Al Monte Oddeu Nicola Lanzetta apre La Mia Sardegna
Sono così affezionato al Monte Oddeu, forse perché è stata la parete dove ho salito la mia prima via lunga. In ogni caso, trascorsa quella fatidica giornata dov’è avvenuto il mio battesimo da alpinista, non ho mai smesso di frequentare questo angolo di Sardegna che mi ha regalato tante emozioni, andando a ripetere le vie man mano che venivano create, fino ad un giorno che quel pezzo di roccia così bello era stato quasi completamente saturato da chiodi e spit.
Il grande amico nonché compagno di cordata Giacomo Deiana aveva appena finito di chiodare insieme al cugino Marco una stupenda linea che si chiama Se vedi grigio sposta l’elefante, e proprio in quell’occasione mi disse che secondo lui qualcosa ancora si poteva fare senza andare ad interferire sulle altre linee. E così l’anno scorso andando a salire per l’ennesima volta la via La nostra svizzera mi accorsi che fra quest’ultima e la via di Roberto Vigiani chiamata A chent’annos c’era un corridoio che saliva dritto verticale fino in cima completamente libero.
L’unica incognita era la partenza che sembrava completamente liscia e il penultimo tiro dove vi era una pancia strapiombante dall’aspetto alquanto sinistro. Siccome volevo creare una via alla portata di tutti e tantomeno non volevo buttare via spit decisi di dargli un’occhiata calandomi dalla via accanto e con mia sorpresa notai una grossa fessura che tagliava di netto il muro strapiombante.
Ora bisognava solo cercare un compagno per salirla. Purtroppo per impegni vari il mio amico Piero non poteva accompagnarmi e così decisi di organizzarmi e salirla in autosicura; nonostante abbia arrampicato in tante montagne in varie parti del mondo, posso assicurarvi che l’emozione di creare una via da soli è un’esperienza unica. Non era la prima volta che mi cimentavo in questo genere di cose, ma in quell’occasione era come una missione da portare a termine.
Armato del necessario incominciai questa piccola avventura, al primo tiro si giocava tutto, se passavo la via era fatta… Così assicuratomi con la corda dal basso ad un albero incominciai a salire la liscia placca, trovando con mia sorpresa tutto quello che serviva per procedere. Chiodando dal basso non è che puoi decidere tu dove fermarti, ma te lo indica la roccia, così a quasi sei metri da terra trovai la prima goccia di calcare dove mettere il mio cliff e di conseguenza buco con trapano e placchetta.
Ormai il gioco era fatto, passai tutto il giorno a scalare e bucare. Verso sera mi calai lasciando una corda fissa che mi sarebbe servita l’indomani per risalire il tratto duro.

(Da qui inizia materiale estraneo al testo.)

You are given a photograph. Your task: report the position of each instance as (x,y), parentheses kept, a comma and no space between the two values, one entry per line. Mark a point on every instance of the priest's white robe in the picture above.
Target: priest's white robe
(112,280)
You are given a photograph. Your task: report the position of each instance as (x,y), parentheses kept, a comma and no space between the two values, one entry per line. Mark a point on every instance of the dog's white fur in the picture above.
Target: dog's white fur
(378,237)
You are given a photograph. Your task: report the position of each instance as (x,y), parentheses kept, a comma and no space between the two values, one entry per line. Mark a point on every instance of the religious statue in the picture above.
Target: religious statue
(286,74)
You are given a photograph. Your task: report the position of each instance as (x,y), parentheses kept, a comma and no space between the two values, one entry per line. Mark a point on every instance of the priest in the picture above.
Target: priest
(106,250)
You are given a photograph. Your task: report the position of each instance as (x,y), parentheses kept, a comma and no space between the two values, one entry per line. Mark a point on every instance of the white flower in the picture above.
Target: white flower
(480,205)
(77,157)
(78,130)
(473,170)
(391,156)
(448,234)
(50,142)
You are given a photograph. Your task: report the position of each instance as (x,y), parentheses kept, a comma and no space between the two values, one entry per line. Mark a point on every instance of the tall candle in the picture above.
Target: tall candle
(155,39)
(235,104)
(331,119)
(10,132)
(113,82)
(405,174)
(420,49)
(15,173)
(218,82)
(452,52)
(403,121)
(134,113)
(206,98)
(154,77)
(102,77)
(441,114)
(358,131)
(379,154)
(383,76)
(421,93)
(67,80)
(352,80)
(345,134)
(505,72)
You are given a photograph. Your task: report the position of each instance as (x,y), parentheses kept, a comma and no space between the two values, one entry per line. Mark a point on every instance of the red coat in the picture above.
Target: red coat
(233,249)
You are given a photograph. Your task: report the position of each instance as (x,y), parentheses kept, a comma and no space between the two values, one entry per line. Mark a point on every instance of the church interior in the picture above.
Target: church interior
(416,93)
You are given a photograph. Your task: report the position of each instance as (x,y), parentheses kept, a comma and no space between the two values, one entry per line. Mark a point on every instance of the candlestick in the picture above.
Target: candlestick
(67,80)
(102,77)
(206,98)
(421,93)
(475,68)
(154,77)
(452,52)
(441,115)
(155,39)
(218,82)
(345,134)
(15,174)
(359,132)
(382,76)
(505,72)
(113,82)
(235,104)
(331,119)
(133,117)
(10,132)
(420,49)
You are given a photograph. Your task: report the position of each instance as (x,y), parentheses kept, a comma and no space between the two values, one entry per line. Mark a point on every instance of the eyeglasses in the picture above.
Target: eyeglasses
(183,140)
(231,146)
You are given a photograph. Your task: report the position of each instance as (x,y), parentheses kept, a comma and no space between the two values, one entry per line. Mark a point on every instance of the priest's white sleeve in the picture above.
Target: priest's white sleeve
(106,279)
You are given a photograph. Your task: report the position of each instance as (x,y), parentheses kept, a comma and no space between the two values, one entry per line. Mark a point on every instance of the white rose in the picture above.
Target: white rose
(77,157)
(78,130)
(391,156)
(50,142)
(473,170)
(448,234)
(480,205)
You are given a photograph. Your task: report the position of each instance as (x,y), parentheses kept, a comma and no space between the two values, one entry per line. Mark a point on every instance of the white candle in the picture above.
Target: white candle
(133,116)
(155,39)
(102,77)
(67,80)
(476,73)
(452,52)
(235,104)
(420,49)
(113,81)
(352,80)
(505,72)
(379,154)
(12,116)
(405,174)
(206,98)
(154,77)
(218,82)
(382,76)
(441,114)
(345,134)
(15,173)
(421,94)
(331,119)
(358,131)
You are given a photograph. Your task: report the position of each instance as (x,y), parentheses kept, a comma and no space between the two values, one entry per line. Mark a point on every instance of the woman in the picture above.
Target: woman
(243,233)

Avevo portato a casa da solo due terzi della via pensando di finire tutto il giorno dopo. Per ironia della sorte non fu esattamente così perché l’indomani mentre ero appeso nelle lisce placche venne a farmi visita un bel temporale che rese il tutto maledettamente lento e scivoloso, comunque fra acqua e momenti di sole riuscii a sbucare in vetta. Il resto delle giornate lo dedicai a ripulire la via e a sistemare le soste. Era nata una bellissima linea che altro nome non poteva avere che La mia Sardegna.